The Court held that there were genuine issues of material fact surrounding these allegations and denials in a huge record of apparently conflicting evidence:
Now, having carefully considered the law, the voluminous record, and the parties' arguments, the Court concludes that Plaintiffs have satisfied their burden to demonstrate that a genuine dispute of material fact exists as to whether Abilify can cause uncontrollable impulsive behaviors in individuals taking the drug.
In Re: Abilify (Aripiprazole) Product Liability Litigation, No. 3:16-md-2734, 2018 WL 1357914, at *1 (N.D. Fla. March 15, 2018).
The problem is that the public cannot possibly know what the apparently conflicting evidence actually was. The opinion is riddled with holes for redacted evidence, like this one: "Moreover, the record reflects [*** REDACTED ***]." In Re: Abilify (Aripiprazole) Product Liability Litigation, No. 3:16-md-2734, 2018 WL 1357914, at *26 (N.D. Fla. March 15, 2018). Say again, please; what is it that the record reflects?

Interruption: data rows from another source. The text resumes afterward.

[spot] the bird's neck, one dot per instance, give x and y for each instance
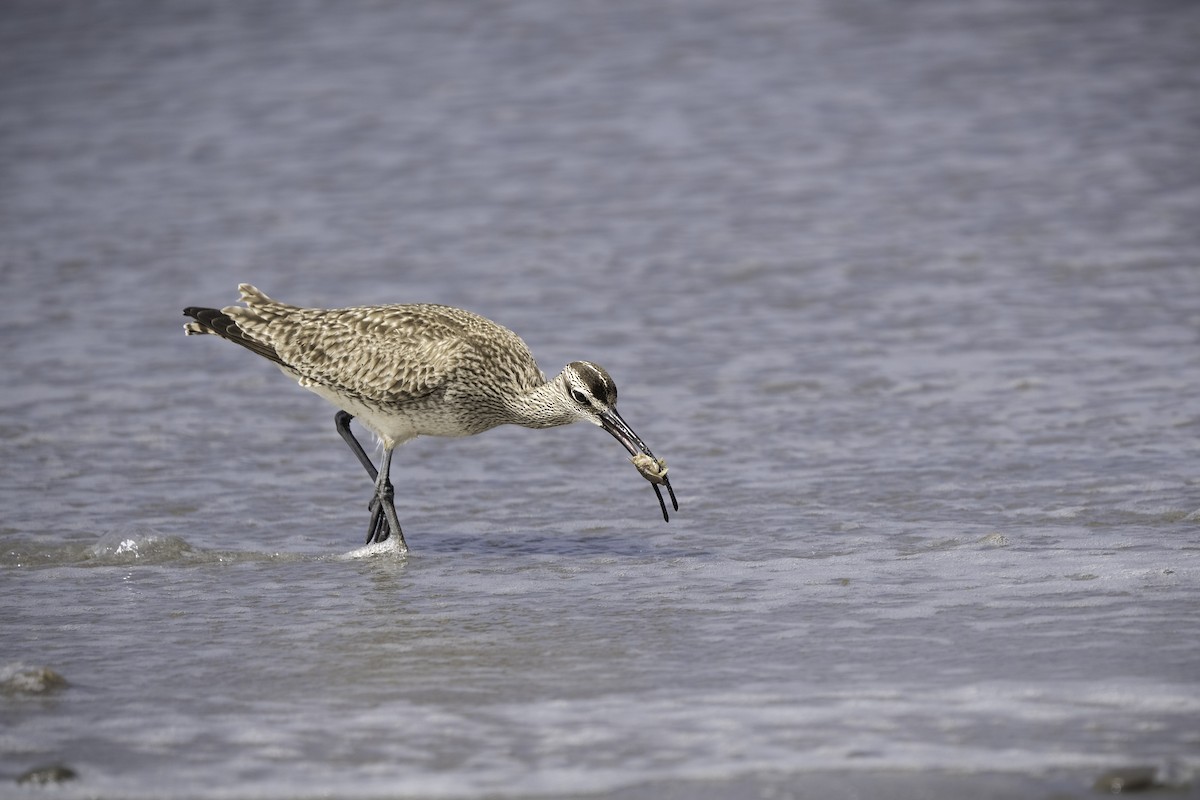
(543, 407)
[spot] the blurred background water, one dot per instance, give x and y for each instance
(907, 294)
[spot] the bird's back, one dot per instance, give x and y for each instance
(447, 364)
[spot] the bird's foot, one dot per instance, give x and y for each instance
(383, 517)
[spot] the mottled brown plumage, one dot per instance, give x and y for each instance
(417, 370)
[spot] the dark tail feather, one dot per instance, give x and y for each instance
(213, 320)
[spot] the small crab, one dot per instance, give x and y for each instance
(655, 471)
(651, 468)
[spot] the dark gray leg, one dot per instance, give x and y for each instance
(342, 422)
(384, 498)
(383, 512)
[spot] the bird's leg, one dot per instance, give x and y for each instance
(382, 524)
(384, 498)
(342, 422)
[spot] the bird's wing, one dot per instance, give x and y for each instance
(385, 354)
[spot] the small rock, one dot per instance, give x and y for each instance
(30, 680)
(1128, 779)
(47, 775)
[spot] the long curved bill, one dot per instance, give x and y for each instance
(612, 422)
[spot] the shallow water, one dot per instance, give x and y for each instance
(907, 295)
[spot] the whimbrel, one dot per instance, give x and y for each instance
(420, 370)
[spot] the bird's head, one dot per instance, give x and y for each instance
(592, 396)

We simply do not know a lot of what witnesses testified and documents revealed. "Portions of the briefing and record in this matter were filed under seal. This redacted version of the Court's Order omits references to information included in sealed materials." In Re: Abilify (Aripiprazole) Product Liability Litigation, No. 3:16-md-2734, 2018 WL 1357914, at *1 n.1 (N.D. Fla. March 15, 2018). If a judge omits references to evidence, yet tells us that the Court's ruling is based on what appears to the Court to be contradictory evidence, what value does that serve and whose?
Arguably not the value of the public, who pay to maintain the judicial system.
In particular, how can insurance coverage questions be resolved in this situation? Does the blacked-out evidence show that consequences or side-effects from using this drug were perhaps neither expected nor intended from the standpoint of the pharmaceutical companies, and thus not a covered "accident" or "occurrence"?
Is it possible that there is an exclusion applicable to this evidence?
How can we know answers to questions like these without seeing the evidence?
And whose interests are served by blacking out the evidence in cases like this?